Truite, poisson, pisciculture La nouvelle pisciculture de Courtételle ne devrait pas voir le jour. (Photo: archives)

Les truites ne pataugeront pas en masse dans la Sorne à Courtételle. La Cour administrative du Tribunal cantonal a envoyé par le fond le projet de nouvelle pisciculture sur la commune vadaise. Elle a annoncé mercredi dans un communiqué avoir annulé l’arrêté d’octroi de la concession de droit d’eau d’usage, délivrée par le Gouvernement jurassien le 2 novembre 2016 à Pisciculture Choulat SA. La justice a donc admis le recours des opposants, à savoir Pro Natura Suisse, ainsi que la section jurassienne, et la Société d'écologie et protection des oiseaux de Delémont et environs.

L’intérêt public à la protection de la nature, spécialement protégée par la commune de Courtételle, l’a emporté sur l'intérêt privé des promoteurs à pouvoir réaliser leur projet à l’endroit retenu. Les cinq juges ont relevé qu’il était prévu en grande partie en zone agricole, en zone de protection des crues et dans un périmètre de protection de la nature, cela en vertu du plan d’aménagement local de la commune. Ce projet de pisciculture nécessitait donc des dérogations.

 

Pas de dérogation au sens de l’article 24 LAT

Toutefois, la Cour administrative a considéré que les conditions d'octroi d’une dérogation au sens de l’article 24 de la Loi fédérale sur l’aménagement du territoire ne sont ici pas remplies.
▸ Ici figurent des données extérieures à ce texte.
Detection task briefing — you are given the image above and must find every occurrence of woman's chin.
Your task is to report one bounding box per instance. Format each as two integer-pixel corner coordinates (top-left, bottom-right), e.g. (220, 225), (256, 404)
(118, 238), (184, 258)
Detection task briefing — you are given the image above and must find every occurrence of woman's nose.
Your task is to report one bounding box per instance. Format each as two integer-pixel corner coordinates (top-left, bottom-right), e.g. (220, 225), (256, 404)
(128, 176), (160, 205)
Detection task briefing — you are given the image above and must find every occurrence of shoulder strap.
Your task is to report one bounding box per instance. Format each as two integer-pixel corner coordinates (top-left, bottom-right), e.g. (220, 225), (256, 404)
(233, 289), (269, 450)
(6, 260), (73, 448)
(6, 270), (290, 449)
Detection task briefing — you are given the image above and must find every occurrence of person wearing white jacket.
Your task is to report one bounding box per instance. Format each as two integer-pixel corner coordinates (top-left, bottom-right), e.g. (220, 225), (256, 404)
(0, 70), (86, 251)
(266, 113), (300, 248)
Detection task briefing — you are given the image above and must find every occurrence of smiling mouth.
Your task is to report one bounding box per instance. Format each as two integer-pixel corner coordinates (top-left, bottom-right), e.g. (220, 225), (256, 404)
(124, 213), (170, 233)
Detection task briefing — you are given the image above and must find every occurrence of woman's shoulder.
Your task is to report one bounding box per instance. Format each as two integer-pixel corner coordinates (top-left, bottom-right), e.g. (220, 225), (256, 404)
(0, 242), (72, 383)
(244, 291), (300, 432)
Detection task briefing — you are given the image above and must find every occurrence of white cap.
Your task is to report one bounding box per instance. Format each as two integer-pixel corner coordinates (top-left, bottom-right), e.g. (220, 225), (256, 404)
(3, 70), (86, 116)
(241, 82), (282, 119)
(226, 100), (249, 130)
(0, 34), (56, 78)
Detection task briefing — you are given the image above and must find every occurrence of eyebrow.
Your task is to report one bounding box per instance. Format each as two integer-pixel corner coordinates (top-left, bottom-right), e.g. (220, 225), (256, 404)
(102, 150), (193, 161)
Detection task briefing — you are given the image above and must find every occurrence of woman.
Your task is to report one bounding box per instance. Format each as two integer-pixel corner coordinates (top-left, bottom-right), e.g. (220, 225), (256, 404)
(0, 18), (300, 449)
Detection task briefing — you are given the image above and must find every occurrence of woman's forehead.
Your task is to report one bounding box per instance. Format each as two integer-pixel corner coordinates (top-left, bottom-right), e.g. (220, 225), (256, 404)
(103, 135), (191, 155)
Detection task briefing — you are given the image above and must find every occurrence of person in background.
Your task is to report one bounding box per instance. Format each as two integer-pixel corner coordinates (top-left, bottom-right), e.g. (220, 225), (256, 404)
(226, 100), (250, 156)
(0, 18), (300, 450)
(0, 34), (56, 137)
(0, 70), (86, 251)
Les juges ont relevé que les bassins en béton d’une pisciculture pouvaient être construits dans une zone de construction, avec les aménagements nécessaires. Contrairement au gouvernement, ils n’ont donc pas retenu le fait que l’implantation des installations concernées en zone agricole peut être imposée par leur destination. En l’état, le dossier ne permet pas non plus de comparaison avec d’autres variantes situées en zone à bâtir.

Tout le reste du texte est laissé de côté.